China allows its currency to drop for a third day
The Chinese exchange rate for the yuan fell over 1% overnight even as Peoples’ Bank of China (PBOC) officials tried to stem the decline with verbal and monetary support.
At a news conference in Beijing, he also said that the yuan – also known as the renminbi – was close to “market levels” after two days of substantial declines.
Yi Gang, deputy governor of the central bank, said it stood ready to step in if volatility became “excessive” and the market started “behaving like a herd of sheep”.
ANALYST VIEW: The Chinese central bank’s “opaque communications policy may well have led to panic over-selling earlier in the week”, Angus Nicholson of IG markets said in a commentary.
Thursday’s yuan guidance rate was set 1% down, a smaller margin than the shock cuts earlier in the week.
Then there’s the chance that other countries will adopt copycat devaluations to help their exporters compete with China, thereby igniting a currency war that disrupts global trade.
Japan’s Nikkei Stock Average was about flat, while Australia’s S&P ASX 200 was up 0.2%.

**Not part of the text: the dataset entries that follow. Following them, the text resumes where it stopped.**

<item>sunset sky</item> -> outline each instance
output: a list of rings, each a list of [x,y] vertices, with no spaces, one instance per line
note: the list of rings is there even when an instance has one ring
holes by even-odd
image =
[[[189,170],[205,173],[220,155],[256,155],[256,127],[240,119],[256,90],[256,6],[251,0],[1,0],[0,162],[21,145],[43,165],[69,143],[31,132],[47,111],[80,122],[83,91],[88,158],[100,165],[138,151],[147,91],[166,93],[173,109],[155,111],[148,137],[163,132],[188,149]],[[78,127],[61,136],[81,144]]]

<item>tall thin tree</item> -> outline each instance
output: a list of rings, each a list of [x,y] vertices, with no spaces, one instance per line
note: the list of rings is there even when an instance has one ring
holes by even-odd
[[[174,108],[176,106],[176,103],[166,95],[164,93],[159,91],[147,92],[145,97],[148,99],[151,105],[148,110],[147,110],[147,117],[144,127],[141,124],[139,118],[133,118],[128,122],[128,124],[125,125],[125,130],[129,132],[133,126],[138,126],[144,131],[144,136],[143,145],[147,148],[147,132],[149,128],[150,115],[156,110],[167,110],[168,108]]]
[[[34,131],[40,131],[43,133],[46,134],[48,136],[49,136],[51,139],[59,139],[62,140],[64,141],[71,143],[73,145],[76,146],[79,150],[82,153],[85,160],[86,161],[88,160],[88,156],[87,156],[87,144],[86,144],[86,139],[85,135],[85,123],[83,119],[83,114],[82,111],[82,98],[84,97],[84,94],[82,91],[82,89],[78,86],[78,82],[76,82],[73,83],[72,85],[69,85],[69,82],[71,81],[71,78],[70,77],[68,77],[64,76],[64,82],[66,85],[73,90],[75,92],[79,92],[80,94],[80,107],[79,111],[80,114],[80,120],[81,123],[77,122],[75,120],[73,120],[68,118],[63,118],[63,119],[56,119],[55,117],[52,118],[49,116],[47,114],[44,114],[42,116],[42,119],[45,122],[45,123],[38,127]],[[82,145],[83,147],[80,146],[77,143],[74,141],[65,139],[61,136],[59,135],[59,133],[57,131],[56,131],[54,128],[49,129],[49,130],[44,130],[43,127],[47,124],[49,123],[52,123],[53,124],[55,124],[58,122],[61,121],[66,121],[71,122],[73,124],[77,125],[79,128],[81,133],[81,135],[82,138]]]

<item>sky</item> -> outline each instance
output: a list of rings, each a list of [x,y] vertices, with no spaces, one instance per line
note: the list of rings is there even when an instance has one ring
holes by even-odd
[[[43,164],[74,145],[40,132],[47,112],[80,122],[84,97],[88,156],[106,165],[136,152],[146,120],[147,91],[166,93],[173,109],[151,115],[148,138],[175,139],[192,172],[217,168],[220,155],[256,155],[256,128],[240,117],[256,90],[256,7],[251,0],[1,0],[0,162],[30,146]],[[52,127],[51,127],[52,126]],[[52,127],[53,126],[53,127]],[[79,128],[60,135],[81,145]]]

Banking sources said the People’s Bank of China had stepped up its intervention in yuan trading in a bid to stabilise exchange rates. Oil fell 0.4 percent, while nickel headed for a 2.3 per cent loss since August 7. But on Tuesday it moved the fix by 1.9% and said in future that it would base the fix on the previous day’s market rate rather than its own judgement.
But the Chinese central bank argued that its goals were more mundane than manipulating exports and growth.
Tuesday’s devaluation followed a run of weak economic data and resulted in the biggest one-day fall in the yuan since 1994, raising market suspicions that China was embarking on a longer-term depreciation of its exchange rate that would make Chinese exports cheaper.
China’s rivals see it as a way to boost exports and prop up the market.
China keeps a tight grip on its currency on worries sudden fund outflows or inflows could cause more financial risk and challenge its control, but it has also pledged to move towards more flexibility. “They’ll get some relief on costs, and these companies will likely welcome the drop in China’s currency”, he said.
China’s decision to move from a pegged exchange mechanism to a managed-float system has partly been driven by the strengthening US dollar, the currency to which it has historically been pegged.
Emerging market currencies including the Indonesian rupiah, Philippine peso and South Korean won rose slightly against the dollar after China yesterday trimmed its yuan reference rate 1.1 percent.